Only a few private equity firms are bidding including Blackstone Group, Bain Capital, Apollo Global Management and Carlyle Group. However, sources say, they are not a small minority of the bidders. Goldman Sachs & Co. and J.P Morgan & Co. are running the sale.
Management consultants and other sources say Northwestern executives are wading through preliminary indications of interest. Filing such an indication typically entitles bidders access to additional information that they would need in order to make formal indications of interest. The formal indications generally contain a range of offer prices for the company that is for sale under various scenarios.
Northwestern Mutual executives are permitting bids from only the few big private equity firms that can write the entire equity check themselves. Industry insiders say it would total $1.5 billion of equity plus debt and mezzanine financing for the anticipated $3 billion transaction.
Private equity firms are looking at Russell Investments, which managed $257 billion as of Dec. 31, as a portfolio company investment, rather than an add-on to their own businesses. That's what Carlyle did when it acquired Los Angeles money manager TCW Group two years ago.
Kate Stouffer, spokeswoman for Russell Investments, declined to comment beyond supplying Russell data.
Executives at Carlyle, Bain, Apollo and Blackstone all declined to comment.
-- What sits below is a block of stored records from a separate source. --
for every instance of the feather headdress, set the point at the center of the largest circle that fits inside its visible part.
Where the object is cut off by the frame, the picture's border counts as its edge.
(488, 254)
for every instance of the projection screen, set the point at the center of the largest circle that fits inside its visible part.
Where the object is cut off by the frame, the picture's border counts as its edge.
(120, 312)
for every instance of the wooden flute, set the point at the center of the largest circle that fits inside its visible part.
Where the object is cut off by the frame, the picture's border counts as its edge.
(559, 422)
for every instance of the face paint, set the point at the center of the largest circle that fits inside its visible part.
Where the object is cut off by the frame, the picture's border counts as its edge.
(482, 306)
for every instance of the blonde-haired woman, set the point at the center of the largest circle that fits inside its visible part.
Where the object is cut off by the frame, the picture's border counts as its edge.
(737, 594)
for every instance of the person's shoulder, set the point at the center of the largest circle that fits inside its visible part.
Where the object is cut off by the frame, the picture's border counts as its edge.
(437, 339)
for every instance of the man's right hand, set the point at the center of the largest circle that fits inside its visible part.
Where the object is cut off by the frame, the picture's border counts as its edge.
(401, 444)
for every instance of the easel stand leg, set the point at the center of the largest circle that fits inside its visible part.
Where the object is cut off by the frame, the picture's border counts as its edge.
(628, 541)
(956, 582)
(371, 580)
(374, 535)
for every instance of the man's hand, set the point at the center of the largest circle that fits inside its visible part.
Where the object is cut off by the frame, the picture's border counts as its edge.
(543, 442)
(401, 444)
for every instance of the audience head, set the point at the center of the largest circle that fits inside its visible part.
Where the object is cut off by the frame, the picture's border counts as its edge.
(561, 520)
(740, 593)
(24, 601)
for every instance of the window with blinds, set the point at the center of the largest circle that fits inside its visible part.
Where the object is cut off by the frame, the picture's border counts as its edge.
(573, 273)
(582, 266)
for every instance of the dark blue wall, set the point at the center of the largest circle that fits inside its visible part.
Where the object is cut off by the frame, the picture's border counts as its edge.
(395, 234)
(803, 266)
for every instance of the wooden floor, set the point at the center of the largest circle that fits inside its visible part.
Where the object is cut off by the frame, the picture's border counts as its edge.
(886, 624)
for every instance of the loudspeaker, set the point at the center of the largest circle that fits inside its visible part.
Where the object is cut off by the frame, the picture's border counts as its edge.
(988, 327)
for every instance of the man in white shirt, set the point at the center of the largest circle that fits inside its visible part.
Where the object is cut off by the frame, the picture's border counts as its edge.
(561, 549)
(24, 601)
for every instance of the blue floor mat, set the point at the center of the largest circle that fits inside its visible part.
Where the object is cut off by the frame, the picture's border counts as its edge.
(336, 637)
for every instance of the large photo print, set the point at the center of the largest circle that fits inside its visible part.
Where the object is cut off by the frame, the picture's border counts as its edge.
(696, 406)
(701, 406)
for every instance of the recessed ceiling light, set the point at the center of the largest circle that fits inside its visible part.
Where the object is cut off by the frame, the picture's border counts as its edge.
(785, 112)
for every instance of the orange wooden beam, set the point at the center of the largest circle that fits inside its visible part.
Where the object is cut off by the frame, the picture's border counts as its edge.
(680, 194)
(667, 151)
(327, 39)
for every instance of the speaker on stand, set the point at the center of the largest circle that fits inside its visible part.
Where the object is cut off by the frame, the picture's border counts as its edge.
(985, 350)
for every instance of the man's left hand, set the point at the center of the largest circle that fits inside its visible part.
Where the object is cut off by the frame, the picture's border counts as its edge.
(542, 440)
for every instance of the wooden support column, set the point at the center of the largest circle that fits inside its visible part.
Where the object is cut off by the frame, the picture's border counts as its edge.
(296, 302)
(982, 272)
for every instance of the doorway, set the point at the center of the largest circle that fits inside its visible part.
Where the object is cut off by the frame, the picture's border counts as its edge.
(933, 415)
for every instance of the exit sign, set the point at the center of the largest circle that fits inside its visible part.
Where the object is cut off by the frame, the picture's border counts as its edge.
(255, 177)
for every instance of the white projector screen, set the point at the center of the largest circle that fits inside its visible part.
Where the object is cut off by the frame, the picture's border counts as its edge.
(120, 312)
Michael DuVally, Goldman Sachs spokesman and Tasha Pelio, JP Morgan spokeswoman declined comment.
Although the Russell sale has been the center of rumors for months, Northwestern Mutual officials waited until January to acknowledge they were considering a sale.
“Northwestern Mutual believes this is a good time to evaluate strategic alternatives (for Russell), including a sale that could produce attractive returns for the company's policy owners,” Northwestern Mutual officials said in a news release at the time.
A normal process
In a way, Northwestern Mutual is going through a version of a typical auction process, said one management consultant who declined to be identified. “In most auctions, the bankers cast a wide net and then narrow the field based on price and fit,” the consultant said.
Northwestern Mutual is restricting the bidding only to those firms that have already invested time and energy in getting to know the Russell Investments, an industry insider said.
What's more, allowing more than three or four firms to bidwould not add anything to the ultimate deal, sources said. Private equity firms all have the same cost of capital and so their bids will be very similar, another industry source said.
It's a different story for non-private equity buyers. A so-called strategic buyer could have a lower cost of capital but would be buying Russell to combine businesses or replace existing management. Regulations in the U.S. and abroad would make it close to impossible for a bank or broker to buy Russell. However, sources said, that Northwestern has rejected strategic buyers.
Northwestern Mutual may prefer holding company buyers such as Berkshire Hathaway Inc., Marsh & McLennan Cos. or Japan'sOrix Corp.
Marsh & McLennan could be looking to add a money management firm with global reach since it was forced to sell Putnam Investments in 2007, on the cusp of the worldwide global crisis, sources say.